Too radical? OK, let’s keep some cars but instead dismantle all auto-centric roads installed since the 1920s. This isn’t as far-fetched as you might think. Plenty of places have demolished flyovers and have not seen any increase in congestion. The poster child of the “freeway removal” movement is the transformation of an elevated highway in the Cheonggyecheon district of Seoul, South Korea, successfully turned into a linear urban park in 2006.

There are many other examples, such as the removal in 2014 of the Belgrave Road flyover in Leicester and the dismantling of San Francisco’s double-decked Embarcadero Freeway following the Loma Prieta earthquake of 1989.

Removing these roads didn’t result in any short- or long-term congestion. Predicted jams never materialized. Academics call this “traffic evaporation.” Just as building more roads leads to more use of those roads—induced demand has been well understood since 1866—removing them leads to a reduction in use.

Time to commission the demolition crews? Not so fast. Not all freeways need to be removed; many could be repurposed. For instance, in Auckland, New Zealand a freeway on-ramp was turned into the Te Ari I Whiti cycleway. It turns out induced demand works for many cycleways, too—soon after it was opened, the former freeway saw an explosion in use by cyclists, skateboarders, and others.

Prioritizing active travel led to an uptick in active travel: who knew?

In the U.K., the Tory government is aiming to boost walking and bicycling through financial and moral support for Low Traffic Neighborhoods.

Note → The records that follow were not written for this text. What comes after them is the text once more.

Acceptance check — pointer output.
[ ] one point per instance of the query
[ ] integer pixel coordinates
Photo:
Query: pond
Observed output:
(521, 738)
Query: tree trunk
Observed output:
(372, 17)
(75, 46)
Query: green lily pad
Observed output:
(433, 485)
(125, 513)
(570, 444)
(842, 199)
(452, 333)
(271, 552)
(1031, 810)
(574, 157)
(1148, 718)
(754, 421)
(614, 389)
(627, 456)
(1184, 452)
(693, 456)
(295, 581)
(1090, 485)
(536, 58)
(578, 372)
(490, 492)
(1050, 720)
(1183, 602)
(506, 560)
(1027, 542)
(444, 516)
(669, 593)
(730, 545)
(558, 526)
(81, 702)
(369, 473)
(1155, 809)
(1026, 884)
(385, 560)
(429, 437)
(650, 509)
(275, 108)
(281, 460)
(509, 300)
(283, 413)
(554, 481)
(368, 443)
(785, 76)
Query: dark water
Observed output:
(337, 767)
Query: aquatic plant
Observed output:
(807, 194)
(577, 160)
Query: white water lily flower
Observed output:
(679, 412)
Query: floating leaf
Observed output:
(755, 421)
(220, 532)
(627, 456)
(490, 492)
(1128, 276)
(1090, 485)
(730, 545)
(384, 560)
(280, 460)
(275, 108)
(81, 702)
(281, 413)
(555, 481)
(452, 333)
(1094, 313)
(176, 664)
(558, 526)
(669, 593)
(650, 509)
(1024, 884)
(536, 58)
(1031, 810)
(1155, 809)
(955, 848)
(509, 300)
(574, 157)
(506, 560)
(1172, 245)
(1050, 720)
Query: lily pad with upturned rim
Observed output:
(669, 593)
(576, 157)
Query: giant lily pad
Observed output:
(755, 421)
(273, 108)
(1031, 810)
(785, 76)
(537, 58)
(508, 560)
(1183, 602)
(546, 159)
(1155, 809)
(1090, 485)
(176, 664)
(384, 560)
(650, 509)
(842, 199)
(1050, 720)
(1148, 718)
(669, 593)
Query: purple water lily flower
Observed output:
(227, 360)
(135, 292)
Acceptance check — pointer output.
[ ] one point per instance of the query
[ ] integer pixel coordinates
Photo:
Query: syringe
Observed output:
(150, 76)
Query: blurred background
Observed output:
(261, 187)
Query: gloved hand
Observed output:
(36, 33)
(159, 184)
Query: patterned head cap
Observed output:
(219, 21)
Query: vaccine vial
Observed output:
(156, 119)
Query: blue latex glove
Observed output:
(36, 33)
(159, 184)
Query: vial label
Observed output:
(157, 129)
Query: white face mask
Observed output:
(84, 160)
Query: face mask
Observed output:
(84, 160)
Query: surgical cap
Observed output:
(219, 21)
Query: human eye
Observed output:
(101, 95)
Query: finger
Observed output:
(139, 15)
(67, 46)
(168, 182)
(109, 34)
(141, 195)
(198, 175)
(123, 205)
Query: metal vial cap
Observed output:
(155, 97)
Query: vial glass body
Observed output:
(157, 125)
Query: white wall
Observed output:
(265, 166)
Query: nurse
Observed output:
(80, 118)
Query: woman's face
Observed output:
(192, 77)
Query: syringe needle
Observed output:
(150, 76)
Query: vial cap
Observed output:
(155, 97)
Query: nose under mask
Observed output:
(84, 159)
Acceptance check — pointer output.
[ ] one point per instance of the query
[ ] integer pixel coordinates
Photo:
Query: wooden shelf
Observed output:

While seemingly novel to many in the U.K. media, restrictions on the free passage of wheeled vehicles are old news: the Ancient Romans blocked highways to carriages, and on a side road leading to York’s Minster, one of England’s finest medieval cathedrals, there’s a sign telling pedestrians that they have been protected from carriages with traffic restraint measures for at least 600 years.

With such a long history, it’s perhaps surprising that there has been so much abuse in the mass media and on social media over the introduction on some roads of planters and number-plate cameras.

Many towns and cities already prevent through access to motorists on residential roads and have done so since the early 20th Century. The English “garden cities” of Letchworth, Hampstead, and Welwyn restricted wheeled vehicles from the get-go and, in the U.S., the garden city movement inspired the designers of Radburn in New York who, in 1928, promoted the community as a “town for the motor age,” yet which kept pedestrians and motor cars separated.

Car-lite streets came to be known as cul-de-sacs in the U.K. Motorists can access such streets, but not cut through them to elsewhere.

The existence of old cul-de-sacs or the building of new ones doesn’t lead to frothing headlines. That’s because we’re used to them. They’re normal. They’re also popular.

Low traffic neighborhoods are not no traffic neighborhoods; motorists can still access almost all areas but no longer via every single road in the locality.

Nevertheless, given the vocal opposition to such relatively tame schemes, it’s clear that the warnings from the latest IPCC climate report are not hitting home. To prevent climate breakdown, governments will, in all probability, eventually be forced to restrict motoring.

Think low traffic neighborhoods are radical? You ain’t seen nothing yet.